CEO of Cybin Inc. Doug Drysdale tells Psychedelic Health about the company’s latest findings on its novel molecules – CYB003 and CYB004.

Cybin has recently announced progress updates for its two lead clinical development programmes.

CYB003 is the company’s proprietary deuterated psilocybin analogue for the potential treatment of Major Depressive Disorder (MDD) and CYB004 is its proprietary deuterated DMT molecule that is being developed for the potential treatment of Generalized Anxiety Disorder (GAD).

Cybin is aiming to revolutionise mental healthcare with these innovative formulations of psychedelic compounds – we speak to Cybin CEO, Doug Drysdale, about the company’s latest data announcement.

CYB003 – novel psilocybin

Interim findings from Cybin’s ongoing Phase 1/2a clinical trial evaluating CYB003 has demonstrated positive observations and the company suggests it may ultimately reduce symptoms of depression after just one or two doses.

Cybin CEO, Doug Drysdale, highlights unique characteristics of the analogue that have been demonstrated in the observations such as a rapid and short-acting psychedelic response in participants, low variability in plasma levels and its ability to induce a psychedelic effect at low doses, while maintaining a safe and well-tolerated therapeutic profile.

For the study, participants received single oral doses of CYB003 at 1 mg, 3mg, 8mg and 10mg, and all doses were well-tolerated with no serious adverse events reported. 
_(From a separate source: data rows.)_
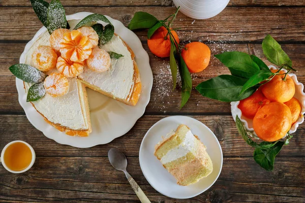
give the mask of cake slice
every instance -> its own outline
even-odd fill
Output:
[[[184,124],[156,146],[155,155],[180,185],[196,183],[213,170],[205,147]]]

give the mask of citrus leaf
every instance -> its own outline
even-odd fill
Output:
[[[274,75],[274,74],[269,71],[265,71],[264,70],[260,71],[259,72],[253,75],[249,78],[242,86],[242,88],[241,89],[241,90],[240,90],[240,93],[242,93],[250,87],[253,87],[254,86],[259,84],[261,82],[267,80],[273,75]]]
[[[108,18],[105,17],[105,16],[97,13],[94,13],[93,14],[89,15],[88,16],[81,20],[78,23],[77,23],[75,27],[74,27],[74,29],[78,29],[83,26],[85,26],[88,23],[92,22],[97,22],[99,21],[105,22],[110,24],[112,27],[113,27],[113,25],[112,25],[110,21],[109,21]],[[113,28],[113,30],[114,30],[114,28]]]
[[[179,72],[182,82],[181,87],[181,105],[180,105],[180,109],[181,109],[187,104],[190,98],[190,96],[191,96],[191,92],[192,92],[192,78],[191,78],[191,74],[190,74],[189,69],[181,54],[179,54]]]
[[[158,21],[157,23],[155,24],[152,27],[150,27],[148,31],[147,31],[147,38],[150,39],[152,35],[155,33],[155,32],[159,28],[163,26],[164,22],[163,21]]]
[[[46,77],[43,72],[27,64],[15,64],[9,69],[16,78],[29,83],[43,82]]]
[[[108,24],[105,27],[102,24],[96,24],[92,28],[97,32],[99,36],[99,47],[109,42],[114,34],[114,27],[111,24]]]
[[[128,25],[128,28],[130,30],[150,28],[158,22],[156,17],[148,13],[136,12]]]
[[[119,58],[124,56],[121,54],[113,52],[113,51],[108,51],[108,53],[109,54],[111,58],[114,58],[115,59],[118,59]]]
[[[292,61],[282,49],[280,44],[270,35],[267,35],[263,40],[262,47],[264,54],[268,61],[279,66],[286,65],[288,68],[292,69]]]
[[[228,67],[231,74],[235,76],[250,78],[260,70],[258,65],[246,53],[229,51],[215,56]]]
[[[176,83],[177,83],[177,73],[178,72],[178,67],[177,66],[177,62],[175,59],[174,53],[176,52],[177,48],[174,45],[174,43],[172,42],[171,36],[170,37],[170,54],[169,55],[169,67],[172,74],[173,78],[173,90],[176,88]]]
[[[47,16],[49,3],[43,0],[30,0],[30,3],[38,19],[43,25],[47,27],[48,26]]]
[[[50,35],[58,28],[66,28],[66,11],[59,0],[52,0],[48,7],[47,28]]]
[[[43,82],[34,84],[28,88],[26,102],[37,101],[44,96],[45,94],[46,90],[43,86]]]
[[[253,153],[255,161],[265,170],[273,171],[276,156],[280,152],[285,142],[278,142],[273,146],[266,148],[256,148]]]
[[[265,63],[264,61],[261,60],[260,58],[254,55],[251,55],[250,56],[251,57],[252,60],[253,60],[253,61],[255,62],[255,63],[257,64],[257,65],[259,67],[259,69],[261,70],[263,70],[271,72],[271,71],[270,70],[270,69],[269,69],[268,66],[266,65],[266,63]]]
[[[230,75],[222,75],[199,84],[196,89],[203,96],[222,101],[239,101],[247,98],[257,89],[252,87],[239,94],[248,79]]]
The data also demonstrated that participants reported meaningful and robust psychedelic effects at the 8mg and 10mg doses, confirming that a complete mystical experience was achieved.

“It’s unusual to have a treatment where you can quickly see the effects and when you look across the literature, when you read about people having these very robust psychedelic experiences, or when people will tell you that these experiences fall among the top five most meaningful experiences of their lives, then I think that gets us really excited about what that means in terms of this efficacy study,” said Drysdale.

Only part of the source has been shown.